There are two fundamental procedural avenues that are followed when initiating proceedings in the Surrogate’s Court to administer a decedent’s estate. If the person died testate (having left a Last Will), the proceedings concern the Probate of the purported Will. If the person died intestate (without a Will), the proceedings are determined to be an Administration of the estate.
It is fairly common that a fiduciary or beneficiary of an estate may receive information that the fiduciary must be bonded or receive a bond in order to complete his appointment by the Surrogate’s. Court. The bonding requirement of an Executor (when a Will is probated) or an Administrator (in an intestate estate) is not as mysterious as it may sound.

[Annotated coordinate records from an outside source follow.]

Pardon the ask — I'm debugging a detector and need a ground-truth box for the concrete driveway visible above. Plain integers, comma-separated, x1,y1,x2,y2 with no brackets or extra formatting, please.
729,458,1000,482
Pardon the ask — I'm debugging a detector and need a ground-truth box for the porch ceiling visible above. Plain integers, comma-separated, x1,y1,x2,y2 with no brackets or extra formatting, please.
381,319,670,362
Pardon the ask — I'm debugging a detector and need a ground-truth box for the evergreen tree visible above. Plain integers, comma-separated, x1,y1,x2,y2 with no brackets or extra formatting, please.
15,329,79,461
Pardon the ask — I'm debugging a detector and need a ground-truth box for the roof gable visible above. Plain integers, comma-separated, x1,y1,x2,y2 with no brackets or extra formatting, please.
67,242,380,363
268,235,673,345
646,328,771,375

A bond is essentially an insurance policy issued by a surety company that provides security for the estate assets. If the fiduciary misappropriates or improperly takes estate assets, the bonding company may be required to reimburse the estate for the loss and, in turn, try to recover the lost assets from the fiduciary.

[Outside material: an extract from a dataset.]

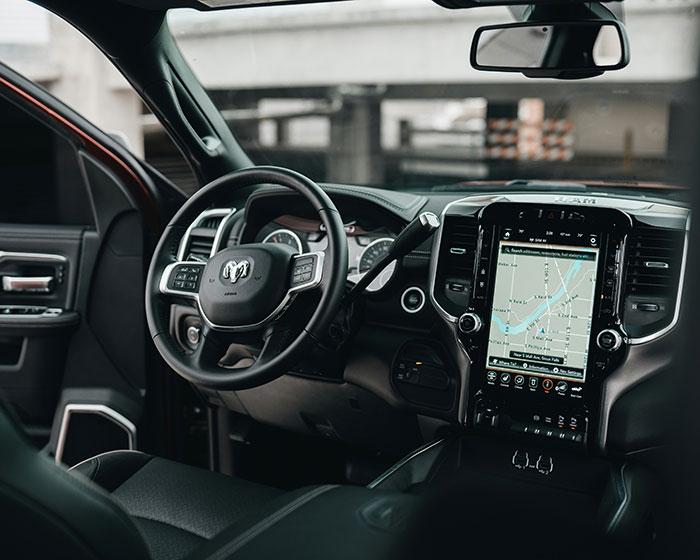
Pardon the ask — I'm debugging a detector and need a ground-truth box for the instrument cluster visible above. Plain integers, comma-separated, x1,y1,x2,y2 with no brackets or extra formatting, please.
256,215,396,292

In view of the financial risk that a surety incurs by issuing a bond to a fiduciary, the surety company will require that the fiduciary have a solid financial and credit background. I have been involved in a number of matters where a person was approved by the Surrogate’s Court to act as an Executor or Administrator only to be rejected by the bonding company. If the prospective fiduciary cannot obtain the bond required by the Court, he most likely would need to forfeit his appointment in favor or an alternate fiduciary who can satisfy the bonding company.
The amount of the bond required by the Court depends upon many factors. Primarily, the value of the decedent’s estate is the starting point. The greater the value of the assets, the larger the required bond. The bonding company will charge the estate an annual premium for the cost of the bond. The larger the amount of the bond, the larger the premium cost.
It is not uncommon to see standard language in a Last Will to the effect that the requirement of obtaining a bond by the Executor is waived. In most probate matters, the Court does not require the posting of a bond. However, there are a number of situations where even in probate proceedings the Court may require that a bond be filed with the Court as a condition to the fiduciary’s appointment. For example, if the Court is asked to issue Preliminary Letters Testamentary, Surrogate’s Court Procedure Act (SCPA) Section 1412(5) gives the Court discretion to require a bond.
The appointment of an Administrator in an intestate estate usually requires the filing of a bond (SCPA 805), although the filing can sometimes be avoided if all of the estate beneficiaries agree that the filing be dispensed with.
After Estate Settlement has been completed, the fiduciary is required to make a final distribution of estate assets to estate beneficiaries. When all beneficiaries have signed a Release Form or the Court has issued a Decree settling the fiduciary’s Accounting, the bond will be terminated.
I have represented many fiduciaries who have been required by the Court to obtain a Surety Bond. New York Estate Attorneys typically contact various agencies that act as brokers in connection with the Bond Application Process. Since it is not always easy for persons to qualify for a bond, it is a good idea to speak with a bonding company before papers or Petitions are submitted for Probate or Intestate Administration to get a preliminary determination as to whether the person applying to be appointed as a fiduciary can qualify for a bond required by the Court. I work closely with my clients in all aspects of estate administration and assist them with their bond applications.